In vitro cytoprotection
Addition of iPSC-conditioned media (CM) to human alveolar type-1 (AT1) cells cultured in normoxia (21% O2) had little effect compared to control media (fibroblast CM, or cell-free serum-free media); however, iPSC CM attenuated hyperoxia (95% O2)-induced oxidative damage to DNA (8-hydroxy-2′-deoxyguanosine, 8-OHdG, Fig. 2A), lipid (8-isoprostane, Fig. 2B) and protein (carbonyl, Fig. 2C). iPSC CM mitigated hyperoxia-induced depletion of endogenous total antioxidant capacity (TAC) measured by copper-reducing equivalents (CRE, Fig. 2D), and is associated with significant upregulation of Nrf2 ARE reporter activity (Fig. 2E).
In vivo lung protection
Adult rats received iPSC CM, fibroblast CM or cell-free media (0.5mL) via tracheal instillation followed by hyperoxia exposure (90% O2 × 3 d) to induce diffuse lung injury [12]. Compared to treatment with control media, iPSC CM treatment attenuated cell/debris exudation into alveolar air spaces (Fig. 3A) and oxidative damage to DNA (8-OHdG, Fig. 3B), lipid (8-isoprostane, Fig. 3C) and protein (carbonyl, Fig. 3D), reduced apoptosis (caspase activity, Fig. 3E) and the upregulation of endogenous TAC (Fig. 3F).
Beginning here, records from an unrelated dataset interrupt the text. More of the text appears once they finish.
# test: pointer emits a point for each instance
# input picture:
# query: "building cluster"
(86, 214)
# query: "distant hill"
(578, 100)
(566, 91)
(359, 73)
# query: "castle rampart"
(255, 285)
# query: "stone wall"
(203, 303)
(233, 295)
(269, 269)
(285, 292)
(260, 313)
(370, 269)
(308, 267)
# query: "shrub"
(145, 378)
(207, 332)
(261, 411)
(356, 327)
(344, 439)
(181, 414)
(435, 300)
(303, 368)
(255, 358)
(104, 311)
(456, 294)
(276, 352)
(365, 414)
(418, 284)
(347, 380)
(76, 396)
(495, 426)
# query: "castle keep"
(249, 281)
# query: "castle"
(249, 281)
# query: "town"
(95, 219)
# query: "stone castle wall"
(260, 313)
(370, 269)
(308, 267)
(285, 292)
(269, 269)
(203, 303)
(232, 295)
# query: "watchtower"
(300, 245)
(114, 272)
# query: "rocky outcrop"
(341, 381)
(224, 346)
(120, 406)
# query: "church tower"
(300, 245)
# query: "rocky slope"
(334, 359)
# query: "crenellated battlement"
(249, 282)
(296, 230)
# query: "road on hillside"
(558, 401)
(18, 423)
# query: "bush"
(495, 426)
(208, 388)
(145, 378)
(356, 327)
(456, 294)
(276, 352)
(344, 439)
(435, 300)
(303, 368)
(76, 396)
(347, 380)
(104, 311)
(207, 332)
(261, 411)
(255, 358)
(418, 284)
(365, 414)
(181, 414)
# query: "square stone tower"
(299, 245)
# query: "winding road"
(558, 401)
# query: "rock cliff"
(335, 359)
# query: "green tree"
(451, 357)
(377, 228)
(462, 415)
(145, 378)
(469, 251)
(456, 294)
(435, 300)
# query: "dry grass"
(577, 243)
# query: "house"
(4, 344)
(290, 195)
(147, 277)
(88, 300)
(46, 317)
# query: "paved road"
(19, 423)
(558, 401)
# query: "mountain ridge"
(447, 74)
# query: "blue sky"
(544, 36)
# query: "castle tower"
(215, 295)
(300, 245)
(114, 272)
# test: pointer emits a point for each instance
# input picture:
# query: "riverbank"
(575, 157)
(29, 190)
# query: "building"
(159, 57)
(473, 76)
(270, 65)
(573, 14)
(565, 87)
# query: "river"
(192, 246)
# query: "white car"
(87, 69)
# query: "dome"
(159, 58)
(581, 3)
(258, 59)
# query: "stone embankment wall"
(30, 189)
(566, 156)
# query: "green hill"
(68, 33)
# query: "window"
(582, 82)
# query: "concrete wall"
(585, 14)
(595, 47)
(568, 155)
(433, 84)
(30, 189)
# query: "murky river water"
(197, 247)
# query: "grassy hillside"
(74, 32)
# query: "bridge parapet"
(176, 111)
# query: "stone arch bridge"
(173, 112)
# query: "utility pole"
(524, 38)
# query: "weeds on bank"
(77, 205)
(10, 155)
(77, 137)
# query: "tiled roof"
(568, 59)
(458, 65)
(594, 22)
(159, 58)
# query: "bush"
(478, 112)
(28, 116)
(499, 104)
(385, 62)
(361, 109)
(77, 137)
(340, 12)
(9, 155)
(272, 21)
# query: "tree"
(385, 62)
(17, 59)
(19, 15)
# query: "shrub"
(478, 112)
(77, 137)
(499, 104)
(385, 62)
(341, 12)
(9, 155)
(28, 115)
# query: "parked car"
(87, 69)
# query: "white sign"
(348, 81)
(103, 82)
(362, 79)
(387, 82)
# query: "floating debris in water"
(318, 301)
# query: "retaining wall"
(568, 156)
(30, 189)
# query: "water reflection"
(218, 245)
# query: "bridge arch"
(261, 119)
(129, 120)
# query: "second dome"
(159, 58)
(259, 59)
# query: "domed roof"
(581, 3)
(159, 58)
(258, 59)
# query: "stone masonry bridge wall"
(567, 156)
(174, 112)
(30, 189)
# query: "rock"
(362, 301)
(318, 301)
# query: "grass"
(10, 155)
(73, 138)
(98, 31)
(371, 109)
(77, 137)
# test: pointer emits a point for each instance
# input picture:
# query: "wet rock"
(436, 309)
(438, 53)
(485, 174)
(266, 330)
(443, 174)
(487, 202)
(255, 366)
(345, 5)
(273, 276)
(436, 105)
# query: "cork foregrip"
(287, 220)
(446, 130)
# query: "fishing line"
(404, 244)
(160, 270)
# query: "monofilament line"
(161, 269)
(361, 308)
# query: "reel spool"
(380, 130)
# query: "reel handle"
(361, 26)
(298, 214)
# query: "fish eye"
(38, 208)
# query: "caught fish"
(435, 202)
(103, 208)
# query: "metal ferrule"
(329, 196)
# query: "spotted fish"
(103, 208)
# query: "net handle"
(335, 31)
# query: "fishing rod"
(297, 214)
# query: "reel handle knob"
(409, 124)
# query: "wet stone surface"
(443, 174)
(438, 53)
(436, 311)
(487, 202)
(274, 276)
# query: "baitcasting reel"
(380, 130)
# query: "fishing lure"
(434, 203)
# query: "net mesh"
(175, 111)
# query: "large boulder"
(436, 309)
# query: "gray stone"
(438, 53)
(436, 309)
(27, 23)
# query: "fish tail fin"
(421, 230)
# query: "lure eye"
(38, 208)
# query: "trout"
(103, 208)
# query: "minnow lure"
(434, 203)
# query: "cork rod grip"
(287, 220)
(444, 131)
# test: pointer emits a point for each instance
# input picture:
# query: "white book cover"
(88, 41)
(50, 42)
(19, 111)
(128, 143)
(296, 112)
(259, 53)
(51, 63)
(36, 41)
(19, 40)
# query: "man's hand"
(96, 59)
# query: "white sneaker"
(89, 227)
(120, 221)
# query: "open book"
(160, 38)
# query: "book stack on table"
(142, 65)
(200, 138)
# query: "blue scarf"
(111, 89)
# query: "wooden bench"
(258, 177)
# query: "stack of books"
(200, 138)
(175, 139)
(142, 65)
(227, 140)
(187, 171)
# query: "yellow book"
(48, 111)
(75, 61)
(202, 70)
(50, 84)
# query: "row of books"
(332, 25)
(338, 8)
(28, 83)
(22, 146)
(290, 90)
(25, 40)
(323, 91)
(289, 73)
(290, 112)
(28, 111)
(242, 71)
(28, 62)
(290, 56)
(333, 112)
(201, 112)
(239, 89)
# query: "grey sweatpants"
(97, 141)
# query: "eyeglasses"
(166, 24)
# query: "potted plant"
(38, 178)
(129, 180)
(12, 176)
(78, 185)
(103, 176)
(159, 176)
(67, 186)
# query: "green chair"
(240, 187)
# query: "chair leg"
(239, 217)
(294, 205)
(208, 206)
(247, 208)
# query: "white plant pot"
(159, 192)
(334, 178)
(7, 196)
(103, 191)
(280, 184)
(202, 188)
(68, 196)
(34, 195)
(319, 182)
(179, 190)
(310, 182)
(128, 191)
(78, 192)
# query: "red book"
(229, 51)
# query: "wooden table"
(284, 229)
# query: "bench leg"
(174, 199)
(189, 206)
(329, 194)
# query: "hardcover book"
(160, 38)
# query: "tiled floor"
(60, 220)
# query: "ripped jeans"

Lungs from rats treated with iPSC CM showed elevated mRNA expression of Nrf2 target antioxidant genes (Fig. 4A). Protein products of two genes – Metallothionein (MTA) and peroxidasin (PXDN) – were examined by immunoblot and were significantly elevated in iPSC CM-treated lungs (Fig. 4B).
Role of αKlotho
The high αKlotho content in undiluted iPSC CM precludes complete depletion. We diluted iPSC CM (1:5) and then immunodepleted αKlotho using anti-αKlotho IgG antibody (Fig. 5A). αKlotho-depleted 1:5 diluted iPSC CM was added to AT1 cells exposed to 95% O2 and compared to addition of 1:5 diluted mock-immunodepleted, or undepleted diluted iPSC CM. Removal of αKlotho impaired the protection by iPSC CM against hyperoxic DNA damage (8-OHdG, Fig. 5B) and cell injury (lactate dehydrogenase, LDH, release, Fig. 5C), and reduced the expected iPSC CM-mediated increase in endogenous TAC (CRE, Fig. 5D). Control 1:5 diluted CM was subjected to the same depletion procedure using non-immune IgG instead of anti-αKlotho so the loss of cytoprotection in αKlotho-depleted iPSC CM was not due to procedure-related non-specific inactivation.
Discussion
Summary
This is the first report that cell-free iPSC secretome confers antioxidative cytoprotection in vitro and in vivo in part via activation of Nrf2 network of antioxidant proteins, and the first to identify a source of the Nrf2 activation via abundant iPSC production of αKlotho, which explains about half of secretome-mediated cytoprotective effects and likely plays a fundamental role in iPSC maintenance.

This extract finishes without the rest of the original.